We now have the light-curves' data in a useable state for processing. First the
primary_epoch is located by selecting the 'most prominent' eclipse in the
light-curve. With the period
(in days), this defines the dEB's ephemeris. The
period will be estimated using a periodogram of the light-curve if not given.
The plot_lc
flag controls whether each light-curve, with its primary_epoch
highlighted, is plotted to a png file.
The ephemeris is used to phase fold the light-curve data, and 1024 point
single phase reduced light-curves are derived for subsequent inspection for
system parameter estimation. The plot_fold
flag controls whether a plot
of each folded light-curve, overlaid with the model, is plotted to a png file.
The reduced folded light-curves are passed to a Machine-Learning model, trained to characterize folded dEB light-curves, for parameter estimation. This us gives estimates of the following fitting parameters:
rA_plus_rB
(sum of the relative radii)k
(ratio of the relative radii)bA
(primary impact parameter)inc
(orbital inclination)ecosw
andesinw
(combined eccentrity and argument of periastron)J
(surface brightness ratio)L3
(amount of third light)
During fitting JKTEBOP may alter the light-curve data by fitting polynomials
to chosen terms, given as poly
instructions. Generally we instruct it to fit
low order polynomials to the sf
(scale factor) term to normalize the data.
Each poly instruction applies over a time range and as a rule of thumb each
should be a contiguous region of light-curve.
The polies
config parameter defines what, if any, poly instructions are
generated. There are two types: time_range
(manual poly) configs apply over
a user defined time range and gap_threshold
configs (auto poly) give a gap
size (in days) which acts as a boundary between one or more automatically
generated time ranges. In both cases a term
and polynomial degree
may be
specified (they default to 'sf' and 1 if omitted).
"polies": [
{ "term": "sf", "degree": 1, "time_range": [58410.00, 58420.00] },
{ "term": "sf", "degree": 1, "time_range": [58424.00, 58434.00] },
{ "term": "sf", "degree": 1, "gap_threshold": 0.5 }
]
The resulting poly instructions, to be written to the JTEBOP '.in' file, may look similar to those shown below. This shows the result of the two manual polies above. In the absence of these, the auto-poly would generate a similar output but the date values would be automatically generated from detecting gaps in the data.
poly sf 58415.00 0.0 0.0 0.0 0.0 0.0 0.0 1 1 0 0 0 0 58410.00 58420.00
poly sf 58429.00 0.0 0.0 0.0 0.0 0.0 0.0 1 1 0 0 0 0 58424.00 58434.00
Poly configs are processed in order, with the supported pattern being zero or more manual polies followed by an optional auto-poly (as shown above). For each of the target's light-curves, the manual polies will generate an instruction if there is an overlap with the light-curve on the time axis. The auto-poly will be used only where no manual polies were applied. The two types of poly config are mutually exclusive, triggering of one type for a given light-curve will cause those of the other type to be subsequently ignored.
The optional trim_masks
config parameter controls what data, if any, is now
trimmed from the light-curves. Unlike quality_masks which are used to mask
poor quality data prior to processing, the trim_masks are applied towards
the end of the pipeline to reduce the data passed on to JKTEBOP for fitting.
If plot_lc
is set the trimmed light-curves will be plotted to png files.
Finally the processed and reduced light-curve time and magnitude data is
written to a JKTEBOP compatible '.dat' file.
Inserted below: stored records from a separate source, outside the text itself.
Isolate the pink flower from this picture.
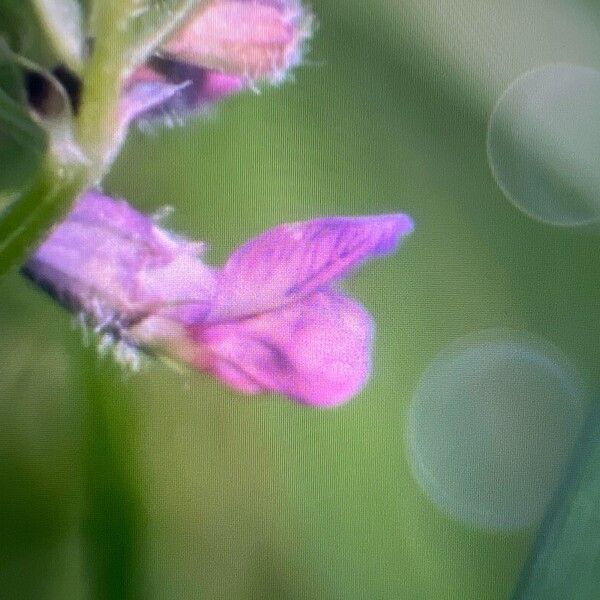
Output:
[24,192,413,406]
[120,0,312,129]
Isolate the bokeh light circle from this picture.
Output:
[407,330,586,530]
[487,64,600,227]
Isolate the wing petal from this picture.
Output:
[208,214,413,322]
[190,291,372,407]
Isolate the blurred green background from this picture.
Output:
[0,0,600,600]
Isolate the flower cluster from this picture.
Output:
[23,0,413,406]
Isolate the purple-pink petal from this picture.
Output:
[24,191,412,406]
[189,291,372,407]
[25,191,215,322]
[209,214,413,322]
[120,56,247,124]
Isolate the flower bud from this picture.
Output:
[164,0,312,82]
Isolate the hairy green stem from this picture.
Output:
[0,160,86,275]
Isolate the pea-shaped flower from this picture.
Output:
[120,0,312,129]
[24,191,413,406]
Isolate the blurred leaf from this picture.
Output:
[514,401,600,600]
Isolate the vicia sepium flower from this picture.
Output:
[24,191,413,406]
[120,0,312,127]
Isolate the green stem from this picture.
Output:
[513,401,600,600]
[0,160,85,275]
[82,348,145,600]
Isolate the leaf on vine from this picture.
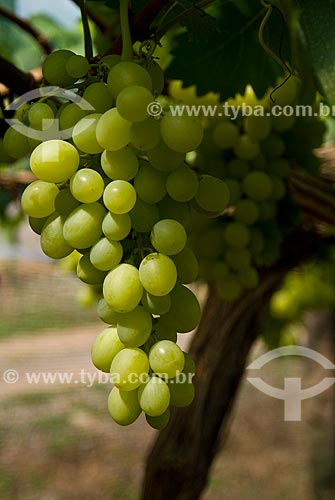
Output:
[167,0,289,100]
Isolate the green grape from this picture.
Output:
[40,212,73,259]
[58,102,87,130]
[195,175,229,212]
[72,113,103,154]
[225,179,242,206]
[91,326,125,373]
[234,198,259,226]
[130,117,161,151]
[134,161,166,203]
[83,82,114,113]
[103,180,136,214]
[271,176,286,200]
[238,266,259,288]
[139,253,177,296]
[158,196,191,227]
[107,61,152,99]
[64,202,106,249]
[145,59,165,95]
[154,320,177,343]
[42,50,77,87]
[55,187,80,215]
[101,147,139,181]
[145,408,170,431]
[70,168,105,203]
[228,158,250,179]
[168,377,195,408]
[138,377,170,417]
[267,158,290,179]
[243,170,273,201]
[243,115,271,141]
[261,133,286,159]
[117,306,152,347]
[21,181,59,217]
[111,347,149,391]
[212,120,240,149]
[103,263,143,313]
[97,297,118,326]
[65,55,90,79]
[3,128,31,160]
[90,238,123,271]
[147,142,185,172]
[166,165,199,201]
[149,340,185,379]
[141,290,171,316]
[223,222,250,248]
[160,114,204,153]
[77,253,106,285]
[102,212,131,241]
[96,108,131,151]
[129,198,159,233]
[30,139,79,182]
[28,217,48,234]
[258,200,278,220]
[28,102,55,130]
[163,285,201,333]
[216,274,242,302]
[225,247,251,271]
[150,219,187,255]
[108,387,142,425]
[234,134,260,160]
[116,85,154,122]
[171,246,199,284]
[100,54,121,69]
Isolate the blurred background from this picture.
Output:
[0,0,335,500]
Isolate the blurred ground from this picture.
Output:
[0,227,331,500]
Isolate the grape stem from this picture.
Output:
[79,0,93,61]
[120,0,133,61]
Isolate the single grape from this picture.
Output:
[117,306,152,347]
[108,387,142,425]
[91,326,125,373]
[70,168,105,203]
[160,114,204,153]
[64,202,106,249]
[102,212,131,241]
[103,263,143,313]
[101,147,139,181]
[139,253,177,296]
[96,108,131,151]
[103,180,136,214]
[21,181,59,217]
[30,139,79,183]
[40,212,73,259]
[107,61,152,99]
[150,219,187,255]
[149,340,185,379]
[110,347,149,391]
[138,377,170,417]
[72,113,103,154]
[90,238,123,271]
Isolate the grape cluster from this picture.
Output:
[17,51,229,428]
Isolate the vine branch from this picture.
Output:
[0,6,52,54]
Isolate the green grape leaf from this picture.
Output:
[167,0,290,100]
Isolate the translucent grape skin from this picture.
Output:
[139,253,177,296]
[91,326,125,373]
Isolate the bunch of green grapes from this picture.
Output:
[22,51,234,428]
[190,81,322,300]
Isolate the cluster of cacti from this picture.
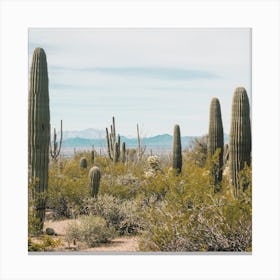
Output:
[173,124,182,174]
[80,157,87,169]
[224,144,229,166]
[89,166,101,197]
[106,117,126,163]
[229,87,251,196]
[208,97,224,191]
[28,48,50,227]
[50,120,63,161]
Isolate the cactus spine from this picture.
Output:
[173,124,182,175]
[229,87,251,196]
[208,97,224,191]
[80,157,87,169]
[89,166,101,197]
[28,48,50,228]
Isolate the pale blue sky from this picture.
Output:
[29,28,251,136]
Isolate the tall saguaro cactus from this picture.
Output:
[208,97,224,191]
[28,48,50,227]
[89,166,101,197]
[173,124,182,175]
[229,87,252,196]
[106,117,125,163]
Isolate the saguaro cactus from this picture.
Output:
[50,120,63,162]
[89,166,101,197]
[90,145,95,164]
[80,157,87,169]
[208,97,224,191]
[229,87,251,196]
[173,124,182,175]
[121,142,126,163]
[28,48,50,228]
[106,117,125,163]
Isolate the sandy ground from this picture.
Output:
[37,219,138,253]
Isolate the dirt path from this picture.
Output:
[44,219,138,252]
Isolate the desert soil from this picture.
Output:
[39,219,138,252]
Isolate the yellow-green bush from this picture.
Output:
[66,215,115,247]
[139,163,252,251]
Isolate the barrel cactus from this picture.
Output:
[208,97,224,191]
[229,87,251,196]
[28,48,50,228]
[89,166,101,197]
[173,124,182,175]
[80,157,87,169]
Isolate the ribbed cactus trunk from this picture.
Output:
[173,124,182,175]
[80,157,87,169]
[89,166,101,197]
[208,97,224,191]
[28,48,50,227]
[229,87,251,196]
[113,142,120,163]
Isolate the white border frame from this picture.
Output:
[0,0,280,280]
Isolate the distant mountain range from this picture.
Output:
[54,128,228,150]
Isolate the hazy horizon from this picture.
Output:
[28,28,251,137]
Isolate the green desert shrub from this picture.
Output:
[66,215,115,247]
[28,235,62,252]
[47,168,89,218]
[139,167,252,252]
[99,173,141,199]
[77,194,141,235]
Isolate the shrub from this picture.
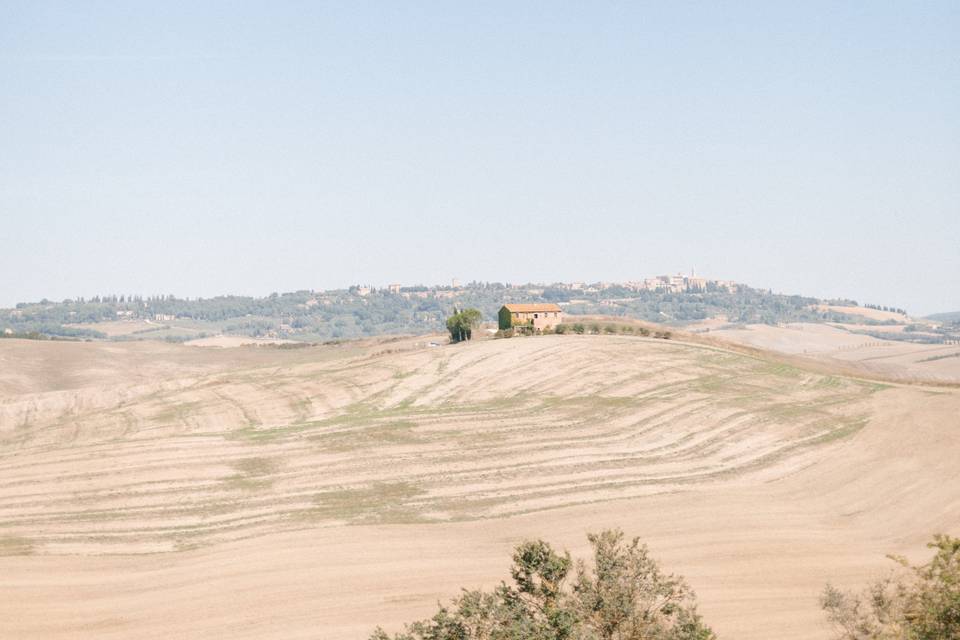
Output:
[820,535,960,640]
[371,530,716,640]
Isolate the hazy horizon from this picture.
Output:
[0,2,960,315]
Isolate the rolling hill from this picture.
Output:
[0,335,960,639]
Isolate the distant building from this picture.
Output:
[497,303,563,331]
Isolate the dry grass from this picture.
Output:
[0,335,960,638]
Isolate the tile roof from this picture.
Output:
[503,302,563,313]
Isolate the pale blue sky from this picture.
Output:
[0,1,960,313]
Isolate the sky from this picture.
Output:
[0,0,960,315]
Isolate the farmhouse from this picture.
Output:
[498,303,563,331]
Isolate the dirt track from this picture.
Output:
[0,336,960,639]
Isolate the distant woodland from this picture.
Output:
[0,282,948,341]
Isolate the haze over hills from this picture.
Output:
[0,275,960,343]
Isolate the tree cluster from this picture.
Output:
[447,309,483,342]
[370,530,716,640]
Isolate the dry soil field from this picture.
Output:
[0,336,960,640]
[709,322,960,383]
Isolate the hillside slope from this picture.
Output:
[0,336,960,638]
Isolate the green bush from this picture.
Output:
[820,535,960,640]
[370,530,716,640]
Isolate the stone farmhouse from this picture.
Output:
[497,302,563,331]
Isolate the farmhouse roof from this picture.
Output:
[503,302,562,313]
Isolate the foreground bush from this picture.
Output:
[820,536,960,640]
[370,530,716,640]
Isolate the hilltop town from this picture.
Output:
[0,273,957,342]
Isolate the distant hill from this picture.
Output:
[0,282,928,342]
[926,311,960,322]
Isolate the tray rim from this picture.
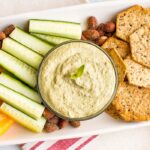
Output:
[0,0,150,146]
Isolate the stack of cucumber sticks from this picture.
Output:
[0,19,81,132]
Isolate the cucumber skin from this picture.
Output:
[0,50,37,88]
[0,72,41,103]
[0,84,45,119]
[0,103,46,133]
[9,27,53,56]
[29,19,82,40]
[2,38,43,69]
[31,33,71,45]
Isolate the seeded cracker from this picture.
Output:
[124,57,150,88]
[113,82,150,121]
[105,49,126,82]
[130,24,150,68]
[116,5,150,42]
[102,37,130,59]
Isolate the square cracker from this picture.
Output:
[124,57,150,88]
[102,36,130,59]
[112,82,150,121]
[105,49,126,82]
[130,24,150,68]
[116,5,150,42]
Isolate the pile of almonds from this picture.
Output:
[43,109,80,132]
[0,25,15,48]
[81,16,116,46]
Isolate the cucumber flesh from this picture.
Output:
[0,72,41,103]
[9,27,53,56]
[0,103,46,132]
[32,33,71,45]
[0,50,37,87]
[2,38,43,69]
[0,84,45,119]
[29,19,82,39]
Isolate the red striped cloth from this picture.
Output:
[21,135,97,150]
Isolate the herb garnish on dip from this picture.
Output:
[38,41,117,120]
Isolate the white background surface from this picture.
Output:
[0,0,150,150]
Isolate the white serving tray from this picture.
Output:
[0,0,150,146]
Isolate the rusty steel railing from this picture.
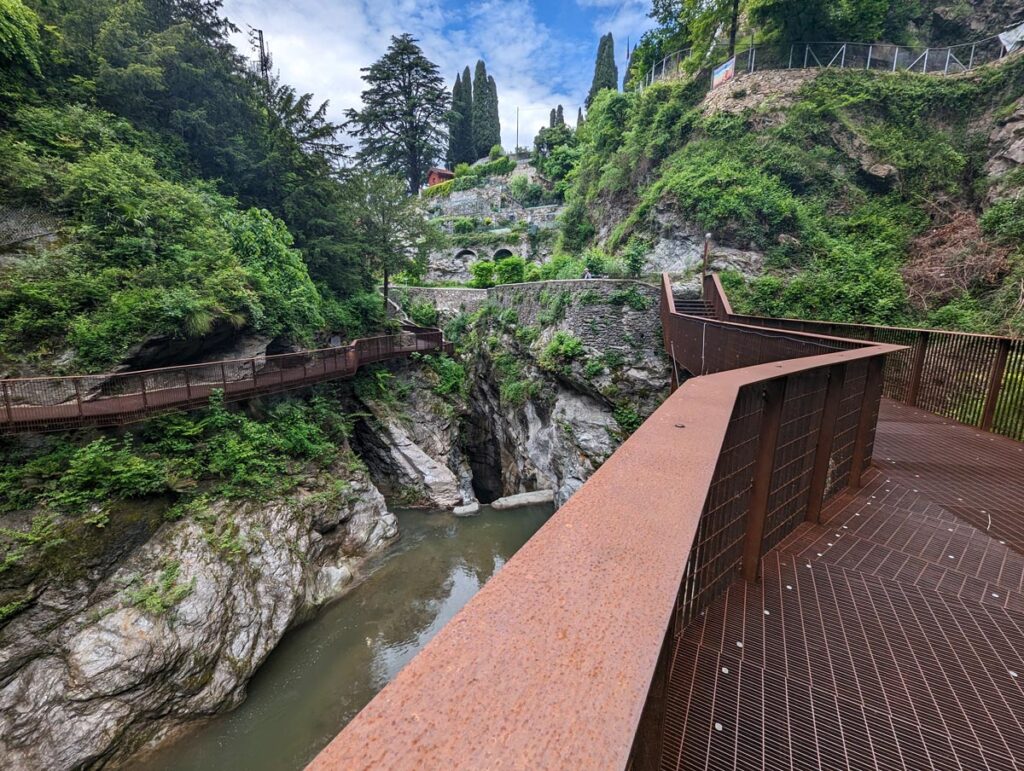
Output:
[309,280,900,770]
[0,328,452,433]
[705,276,1024,440]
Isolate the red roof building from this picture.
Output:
[427,169,455,187]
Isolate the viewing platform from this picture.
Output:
[310,276,1024,771]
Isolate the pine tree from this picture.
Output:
[587,32,618,108]
[346,33,451,194]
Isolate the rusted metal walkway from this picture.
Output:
[659,402,1024,771]
[0,328,452,434]
[311,276,1024,771]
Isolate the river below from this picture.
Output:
[132,505,553,771]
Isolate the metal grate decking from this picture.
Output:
[660,402,1024,771]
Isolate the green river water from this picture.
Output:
[132,506,552,771]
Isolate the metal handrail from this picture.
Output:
[705,275,1024,440]
[0,327,453,433]
[308,274,900,771]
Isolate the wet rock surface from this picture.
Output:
[0,460,397,769]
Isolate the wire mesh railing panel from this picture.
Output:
[762,368,828,552]
[825,361,869,499]
[992,340,1024,441]
[676,385,764,630]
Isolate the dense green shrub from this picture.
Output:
[495,256,526,284]
[409,300,438,327]
[538,331,584,372]
[469,260,496,289]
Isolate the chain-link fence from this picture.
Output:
[638,36,1007,89]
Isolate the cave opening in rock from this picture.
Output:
[465,405,505,504]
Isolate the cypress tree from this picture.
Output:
[587,32,618,108]
[447,75,463,169]
[487,76,502,153]
[472,59,493,161]
[456,65,477,164]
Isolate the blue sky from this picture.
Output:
[224,0,652,148]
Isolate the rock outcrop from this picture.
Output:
[0,460,397,769]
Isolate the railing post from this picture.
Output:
[850,356,885,489]
[807,365,846,524]
[981,338,1010,431]
[3,380,14,424]
[906,332,929,406]
[743,378,786,582]
[73,378,84,418]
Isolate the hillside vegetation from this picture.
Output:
[562,57,1024,334]
[0,0,380,372]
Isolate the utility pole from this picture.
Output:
[249,27,273,85]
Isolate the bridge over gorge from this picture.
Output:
[310,276,1024,770]
[0,327,453,433]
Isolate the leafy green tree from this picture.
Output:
[587,32,618,108]
[351,171,439,312]
[346,33,450,195]
[0,0,42,78]
[750,0,897,43]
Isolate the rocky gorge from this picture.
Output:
[0,281,669,769]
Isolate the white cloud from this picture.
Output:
[224,0,598,148]
[575,0,654,76]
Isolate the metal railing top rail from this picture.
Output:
[637,30,1007,90]
[705,274,1024,441]
[308,274,900,770]
[0,327,443,385]
[732,312,1020,342]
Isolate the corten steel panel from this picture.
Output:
[727,301,1024,439]
[0,331,447,433]
[660,415,1024,771]
[310,347,889,769]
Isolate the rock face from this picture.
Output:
[355,365,476,509]
[0,460,397,769]
[463,281,669,506]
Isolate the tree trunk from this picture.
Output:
[729,0,739,59]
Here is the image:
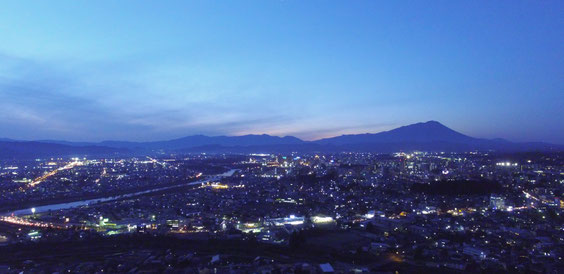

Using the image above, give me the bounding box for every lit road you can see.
[29,161,83,187]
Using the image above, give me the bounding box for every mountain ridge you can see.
[0,120,564,157]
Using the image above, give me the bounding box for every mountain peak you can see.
[318,120,476,145]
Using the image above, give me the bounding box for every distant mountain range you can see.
[0,121,564,158]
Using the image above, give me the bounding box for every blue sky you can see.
[0,1,564,143]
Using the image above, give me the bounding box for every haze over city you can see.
[0,1,564,144]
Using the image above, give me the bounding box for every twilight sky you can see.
[0,0,564,143]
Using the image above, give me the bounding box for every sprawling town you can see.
[0,152,564,273]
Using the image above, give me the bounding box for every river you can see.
[8,169,237,216]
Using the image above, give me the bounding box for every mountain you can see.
[315,121,478,145]
[0,121,564,157]
[314,121,564,152]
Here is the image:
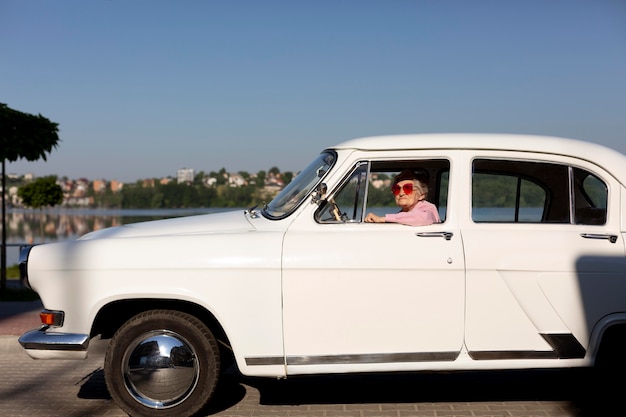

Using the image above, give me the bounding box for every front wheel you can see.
[104,310,220,416]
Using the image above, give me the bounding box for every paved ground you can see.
[0,302,626,417]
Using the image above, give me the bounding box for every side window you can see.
[472,159,569,223]
[572,168,608,225]
[472,159,608,225]
[316,160,450,223]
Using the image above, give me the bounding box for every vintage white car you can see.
[20,134,626,416]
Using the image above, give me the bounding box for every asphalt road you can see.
[0,303,626,417]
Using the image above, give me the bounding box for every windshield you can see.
[263,151,337,219]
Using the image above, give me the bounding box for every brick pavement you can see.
[0,302,626,417]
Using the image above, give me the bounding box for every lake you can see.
[0,208,243,266]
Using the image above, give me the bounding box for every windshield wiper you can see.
[244,201,267,219]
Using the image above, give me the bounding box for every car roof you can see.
[331,133,626,184]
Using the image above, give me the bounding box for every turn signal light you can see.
[39,310,65,327]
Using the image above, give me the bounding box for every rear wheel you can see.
[104,310,220,416]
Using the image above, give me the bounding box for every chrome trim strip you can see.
[287,352,459,365]
[246,352,459,366]
[468,350,558,361]
[246,356,285,366]
[18,325,89,351]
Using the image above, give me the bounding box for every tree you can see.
[17,176,63,242]
[0,103,59,292]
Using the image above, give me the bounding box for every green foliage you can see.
[0,103,59,161]
[17,176,63,208]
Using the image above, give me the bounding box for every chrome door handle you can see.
[415,232,452,240]
[580,233,617,243]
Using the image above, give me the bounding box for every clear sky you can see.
[0,0,626,182]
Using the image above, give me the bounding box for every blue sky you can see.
[0,0,626,182]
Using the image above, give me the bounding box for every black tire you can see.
[104,310,220,417]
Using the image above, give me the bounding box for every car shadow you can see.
[78,368,623,417]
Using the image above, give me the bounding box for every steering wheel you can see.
[328,198,342,222]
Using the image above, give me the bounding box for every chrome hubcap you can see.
[122,330,200,408]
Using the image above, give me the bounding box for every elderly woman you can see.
[365,170,441,226]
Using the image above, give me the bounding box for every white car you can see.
[20,134,626,416]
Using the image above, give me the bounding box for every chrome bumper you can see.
[18,325,89,359]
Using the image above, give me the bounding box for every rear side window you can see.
[472,159,608,225]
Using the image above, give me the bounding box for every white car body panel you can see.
[17,134,626,377]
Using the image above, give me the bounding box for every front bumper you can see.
[18,325,89,359]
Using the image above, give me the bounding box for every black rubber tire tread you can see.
[104,310,220,417]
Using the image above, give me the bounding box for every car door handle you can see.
[580,233,617,243]
[415,232,452,240]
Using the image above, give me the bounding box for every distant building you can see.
[176,168,194,184]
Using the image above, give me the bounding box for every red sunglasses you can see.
[391,184,414,195]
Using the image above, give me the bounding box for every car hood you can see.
[78,210,255,240]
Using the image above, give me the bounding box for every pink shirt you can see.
[385,200,441,226]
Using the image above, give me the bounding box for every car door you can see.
[462,153,626,360]
[283,154,465,374]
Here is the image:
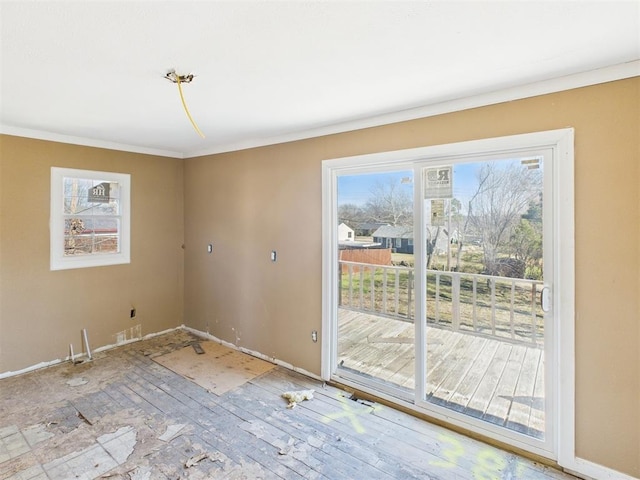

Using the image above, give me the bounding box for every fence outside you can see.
[338,261,544,347]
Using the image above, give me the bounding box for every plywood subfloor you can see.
[0,331,575,480]
[152,341,275,395]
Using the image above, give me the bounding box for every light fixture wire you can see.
[174,74,204,138]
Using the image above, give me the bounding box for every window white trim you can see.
[49,167,131,270]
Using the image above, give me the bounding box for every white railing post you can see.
[489,278,496,336]
[451,272,460,331]
[407,270,413,319]
[369,266,376,312]
[435,272,440,323]
[382,268,387,313]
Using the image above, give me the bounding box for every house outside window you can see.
[50,167,130,270]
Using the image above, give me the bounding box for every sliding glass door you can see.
[323,131,573,458]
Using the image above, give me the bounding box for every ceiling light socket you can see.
[164,70,194,83]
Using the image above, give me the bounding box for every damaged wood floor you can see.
[0,331,574,480]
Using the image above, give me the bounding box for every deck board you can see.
[338,308,545,438]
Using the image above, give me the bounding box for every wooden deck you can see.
[338,309,544,438]
[0,331,575,480]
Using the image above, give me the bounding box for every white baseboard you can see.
[563,457,640,480]
[0,325,184,380]
[182,325,324,382]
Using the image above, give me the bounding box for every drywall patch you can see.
[115,324,142,345]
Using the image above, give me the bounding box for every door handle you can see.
[540,285,551,313]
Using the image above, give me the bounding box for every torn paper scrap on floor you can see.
[282,390,314,408]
The parameters for fitting these
data are built up from a set of default values and ephemeris, overlaid with the
estimated fitting parameters from the ML model and again with any user
specified overrides given in the fitting_params
config. These, along with the
poly instructions previously generated, are written to a '.in' file which is
the input instruction and parameters for JKTEBOP to fit the light-curve (the
template for this file is found in library/task3.in.template). The default
fitting params can be seen at the foot of ingest.py.